Accessing a missing key returns the default derived from the annotation, or False for bools, or None.

Core Methods

  • fetch() — downloads self, then queries for companions via {_asset_key}_cid = self.cid and downloads those too
  • update(path, **kwargs) — sets keyvalues from kwargs, sets path, uploads to storage
  • to_dict() / from_dict() — JSON serialization

Asset Subclass Catalog

See the Catalog for a complete list of registered asset types.

Companion Pattern

Assets link to related files via {asset_key}_cid keyvalues.

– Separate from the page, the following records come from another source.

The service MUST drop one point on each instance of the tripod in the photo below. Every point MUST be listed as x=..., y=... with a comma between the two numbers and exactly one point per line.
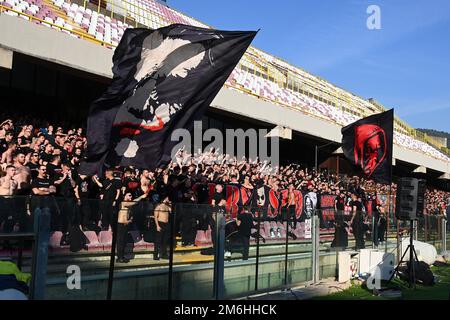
x=412, y=259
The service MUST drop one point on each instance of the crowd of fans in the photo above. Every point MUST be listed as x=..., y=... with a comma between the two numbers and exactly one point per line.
x=41, y=160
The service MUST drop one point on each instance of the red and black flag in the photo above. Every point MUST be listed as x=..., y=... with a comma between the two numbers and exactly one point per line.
x=367, y=143
x=164, y=79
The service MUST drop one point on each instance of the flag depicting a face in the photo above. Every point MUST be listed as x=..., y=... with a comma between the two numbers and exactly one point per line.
x=367, y=143
x=163, y=80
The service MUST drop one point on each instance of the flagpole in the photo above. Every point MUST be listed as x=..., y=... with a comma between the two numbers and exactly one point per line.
x=388, y=217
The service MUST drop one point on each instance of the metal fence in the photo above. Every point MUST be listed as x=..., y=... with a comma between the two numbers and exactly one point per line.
x=208, y=255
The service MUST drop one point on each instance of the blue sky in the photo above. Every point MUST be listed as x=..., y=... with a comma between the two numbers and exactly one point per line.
x=404, y=65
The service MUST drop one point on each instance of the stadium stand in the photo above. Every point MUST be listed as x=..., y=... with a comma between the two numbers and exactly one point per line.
x=258, y=73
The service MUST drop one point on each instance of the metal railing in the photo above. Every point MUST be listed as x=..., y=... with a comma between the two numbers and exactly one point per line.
x=203, y=244
x=308, y=88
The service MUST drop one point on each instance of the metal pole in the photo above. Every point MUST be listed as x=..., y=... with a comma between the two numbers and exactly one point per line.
x=219, y=261
x=416, y=228
x=411, y=270
x=257, y=250
x=286, y=251
x=388, y=218
x=373, y=231
x=42, y=231
x=112, y=255
x=316, y=245
x=172, y=218
x=444, y=236
x=316, y=155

When fetch() is called on an asset:

  1. Downloads the asset itself
  2. Queries for assets where {_asset_key}_cid equals this asset's CID
  3. Downloads all matching companions

Example: Reference(cid="Qmref").fetch() also finds and downloads any ReferenceIndex with reference_cid="Qmref".

Assembly

assemble(**filters) is a module-level async function in types/asset.py. It queries storage with keyvalue filters, deduplicates by CID, and returns a flat list[Asset] of specialized subclass instances.

The asset filter key accepts a string or list of strings. List-valued filters produce cartesian product queries via utils/query.py.

Workflows filter results with isinstance:

assets = await assemble(build="GRCh38", asset="reference")
ref = next(a for a in assets if isinstance(a, Reference))

Specialization

specialize(asset) in types/__init__.py converts a base Asset to its registered subclass by looking up keyvalues["asset"] in Asset._registry. Returns the original instance if no match.

Storage Layer

utils/storage.py defines the StorageClient protocol with four methods: upload(), download(), query(), delete(). The module-level default_client is resolved at import time based on environment:

  • STARGAZER_MODE=local (default): LocalStorageClient (TinyDB), or PinataClient if PINATA_JWT is set
  • STARGAZER_MODE=cloud: PinataClient (requires PINATA_JWT)

Tasks never call storage directly. All storage interaction flows through Asset.fetch() and Asset.update().